The summit in Brussels is shaping up as the alliance's most difficult in years, against a backdrop of growing unease about the threat from Russia and deepening transatlantic tensions in fields ranging from trade to energy.
Trump has set a bombastic tone for the talks, unleashing a barrage of criticism against European allies, including a clash with German Chancellor Angela Merkel.
The US president, who has said his meeting with Russian President Vladimir Putin in the week of 16 July ‘may be the easiest’ part of his European tour, kicked off the NATO meeting with a blistering attack on Germany, calling it a ‘captive’ of Moscow because of its gas links.
He also demanded NATO members up their defence outlay to 4% of GDP, from the current target of 2% within ten years agreed at a 2014 summit in Wales.
Bulgarian President Rumen Radev confirmed that Trump had made the demand and asked what it meant for the future of the alliance that has been the bedrock of European security for 70 years.
Radev told reporters: ‘NATO is not a stock exchange where you can buy security.
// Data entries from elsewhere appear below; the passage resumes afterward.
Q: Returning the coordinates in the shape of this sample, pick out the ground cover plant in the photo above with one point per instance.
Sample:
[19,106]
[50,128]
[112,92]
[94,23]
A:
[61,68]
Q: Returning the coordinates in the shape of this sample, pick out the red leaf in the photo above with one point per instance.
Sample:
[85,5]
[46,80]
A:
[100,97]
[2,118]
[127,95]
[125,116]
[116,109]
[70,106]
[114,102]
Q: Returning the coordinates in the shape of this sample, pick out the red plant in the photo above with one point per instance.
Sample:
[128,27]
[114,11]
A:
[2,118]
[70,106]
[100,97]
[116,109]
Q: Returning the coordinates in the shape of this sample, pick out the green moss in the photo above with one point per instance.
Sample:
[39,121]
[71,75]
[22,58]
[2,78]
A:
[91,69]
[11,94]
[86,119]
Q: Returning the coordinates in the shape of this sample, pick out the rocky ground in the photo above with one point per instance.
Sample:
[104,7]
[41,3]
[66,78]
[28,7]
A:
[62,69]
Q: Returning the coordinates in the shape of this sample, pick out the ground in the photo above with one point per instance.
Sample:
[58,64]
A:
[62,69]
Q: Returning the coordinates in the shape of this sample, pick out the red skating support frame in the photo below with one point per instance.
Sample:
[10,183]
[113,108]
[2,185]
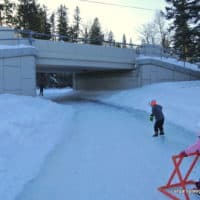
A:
[183,181]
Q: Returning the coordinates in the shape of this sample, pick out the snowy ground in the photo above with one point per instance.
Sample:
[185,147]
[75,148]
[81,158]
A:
[30,129]
[105,153]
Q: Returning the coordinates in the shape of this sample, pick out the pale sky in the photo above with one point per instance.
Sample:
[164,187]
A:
[120,20]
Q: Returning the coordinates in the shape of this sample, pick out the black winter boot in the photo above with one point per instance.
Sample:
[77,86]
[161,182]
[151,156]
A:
[155,135]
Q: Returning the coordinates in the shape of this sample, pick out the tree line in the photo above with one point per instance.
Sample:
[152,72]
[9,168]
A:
[178,26]
[29,15]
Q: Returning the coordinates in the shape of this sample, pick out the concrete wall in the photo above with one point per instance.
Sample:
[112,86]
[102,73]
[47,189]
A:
[65,56]
[112,80]
[155,71]
[147,71]
[17,71]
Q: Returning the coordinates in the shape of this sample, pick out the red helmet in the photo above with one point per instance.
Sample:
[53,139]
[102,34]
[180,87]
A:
[153,103]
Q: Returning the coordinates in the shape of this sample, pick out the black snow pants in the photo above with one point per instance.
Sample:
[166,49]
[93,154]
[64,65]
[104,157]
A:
[159,126]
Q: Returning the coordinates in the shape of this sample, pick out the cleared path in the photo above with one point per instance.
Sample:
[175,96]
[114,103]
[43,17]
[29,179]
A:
[109,154]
NATO is an alliance of sovereign countries united by strategic targets and common values.’
But all 29 NATO leaders including Trump backed a joint statement committing themselves to greater ‘burden sharing’ and to the alliance's founding commitment that an attack on one member is an attack on them all – with no mention of the 4%.
The mood was already prickly ahead of the summit, prompting a terse exhortation from the European Union's (EU) President Donald Tusk for Trump to ‘appreciate’ his allies and reminding him that Europe had come to its aid following the 9/11 attacks.
Trump has explicitly linked NATO with a transatlantic trade row by saying the EU shut out US business while expecting America to defend it.
The US leader has also singled out Germany for particular criticism over its defence spending.
Germany, Europe's biggest economy, spends just 1.24%, compared with 3.5% for the US.
Trump has taken particular aim at the proposed Nord Stream II gas pipeline, which is set to run from Russia to Germany under the Baltic Sea.
Trump, at a breakfast meeting with NATO chief Jens Stoltenberg on 11 July, said: ‘Everybody's talking about it all over the world, they're saying we're paying you billions of dollars to protect you but you're paying billions of dollars to Russia.’
Merkel, who grew up in communist East Germany, shot back that she knew what it meant to be under Kremlin domination and was glad a united Germany was now able to ‘make our own independent policies and make our own independent decisions.’
The pair later met for a one-on-one meeting and while Trump insisted they had a ‘very very good relationship,’ their frosty body language suggested otherwise.
European diplomats are wary of a repeat of June 2018’s divisive G7 in Canada, when Trump clashed with his Western allies before meeting Kim Jong Un at a summit, where he praised the North Korean leader as ‘very talented’.
Trump will meet the Russian leader in Helsinki on 16 July for their first summit amid an ongoing investigation in the US into possible Trump campaign collusion with Russia.
There have been fears that Trump, keen to be seen to make a breakthrough with the Kremlin strongman, might make concessions that would weaken Western unity over issues like Ukraine and Syria.
Trump heads to Britain on 12 July, where the government is in crisis over Brexit and where tensions with Russia have spiked after London blamed Moscow for the death of a British woman in July 2018 from contact with the Novichok nerve agent.
The substance is the same military-grade toxin that nearly killed a former Russian spy and his daughter in an earlier attack that Britain also blamed on Moscow.